- We are maintaining our BUY rating on Alliance Financial Group Bhd (AFG), with an unchanged fair value of RM4.40/share. This is based on FY13F's ROE of 13.2% and consequently, a fair P/BV of 1.7x.
- AFG's net earnings at RM479mil for FY12 came in ahead of our forecast by 3.4% and consensus' RM479mil by 1%.
- Gross loans rose 3.4% QoQ in 4QFY12 and 11.3% in FY12, stronger than the targeted 8% rate. This was backed by robust growth of 16.3% QoQ in the business banking loans segment, which now accounts for 46.1% of total loans. We estimate a 13bps QoQ decline in NIM in 4QFY12. The lower NIM was mainly due to higher cost of funds, which came partly from bigger portion of fixed deposit funding in this quarter.
- Fee income ratio came in at 28.1% in 4QFY12 vs. 25.5% in 3QFY12. This was backed by higher fee income portion.
- Gross impaired loans have reversed the quarterly improving trend over the past five quarters, given an uptick by 1.3% QoQ. Gross impaired loans ratio was unchanged at 2.4% in 4QFY12 (3QFY12: 2.4%). Loan loss provision rose to RM23.6mil in 4QFY12 from RM10.0mil in 3QFY12, taking credit costs to 38bps from 17bps. Overall gross impaired loans remained mild, and credit costs still relatively low compared to historical trends. Loan loss cover was raised further to 108.5% in 4QFY12 from 107.6% in 3QFY12, marking the seventh consecutive quarter of QoQ improvement.
- AFG's 4QFY12's top line growth in terms of loans came in ahead of our expectations, but this was offset partly by lower NIM, which at this point seems to be due mainly to efforts to secure longer-term fixed deposit funding rather than any particular weaknesses in CASA. There were some upticks in impaired loans, but the upward trend is mild and is not alarming. Working capital impaired loans remains well contained. Overall, 4QFY12 was in line with expectations, but the positive thing to note is loans growth momentum is now picking up.

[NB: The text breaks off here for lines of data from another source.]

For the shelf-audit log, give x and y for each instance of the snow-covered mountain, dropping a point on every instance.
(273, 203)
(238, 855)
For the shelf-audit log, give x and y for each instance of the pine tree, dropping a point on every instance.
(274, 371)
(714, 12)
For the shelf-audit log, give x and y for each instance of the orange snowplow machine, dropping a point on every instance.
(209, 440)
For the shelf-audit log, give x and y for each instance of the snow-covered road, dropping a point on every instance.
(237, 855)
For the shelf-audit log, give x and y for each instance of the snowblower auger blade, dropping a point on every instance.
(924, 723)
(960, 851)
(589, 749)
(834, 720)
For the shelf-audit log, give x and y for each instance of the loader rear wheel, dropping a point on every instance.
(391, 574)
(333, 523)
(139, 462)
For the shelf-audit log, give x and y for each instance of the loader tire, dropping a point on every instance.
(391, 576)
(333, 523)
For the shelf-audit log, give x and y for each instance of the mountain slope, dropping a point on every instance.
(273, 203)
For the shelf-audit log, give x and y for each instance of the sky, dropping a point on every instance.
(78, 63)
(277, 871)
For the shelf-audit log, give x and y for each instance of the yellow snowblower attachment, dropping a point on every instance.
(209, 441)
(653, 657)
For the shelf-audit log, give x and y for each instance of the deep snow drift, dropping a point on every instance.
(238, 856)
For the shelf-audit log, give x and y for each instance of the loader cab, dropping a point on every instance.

- We expect the share price to rerate from here onwards based on:- (a) confirmation of M&A, given that DBS has been given the approval to negotiate with one of the major shareholders of AFG's direct substantial shareholders, Vertical Theme. We expect the M&A to provide a floor price to AFG; (b) evidence of better-thanexpected SME asset quality; (c) improved fee income; and (d) possible boost to book value from write-back in collective assessment rates.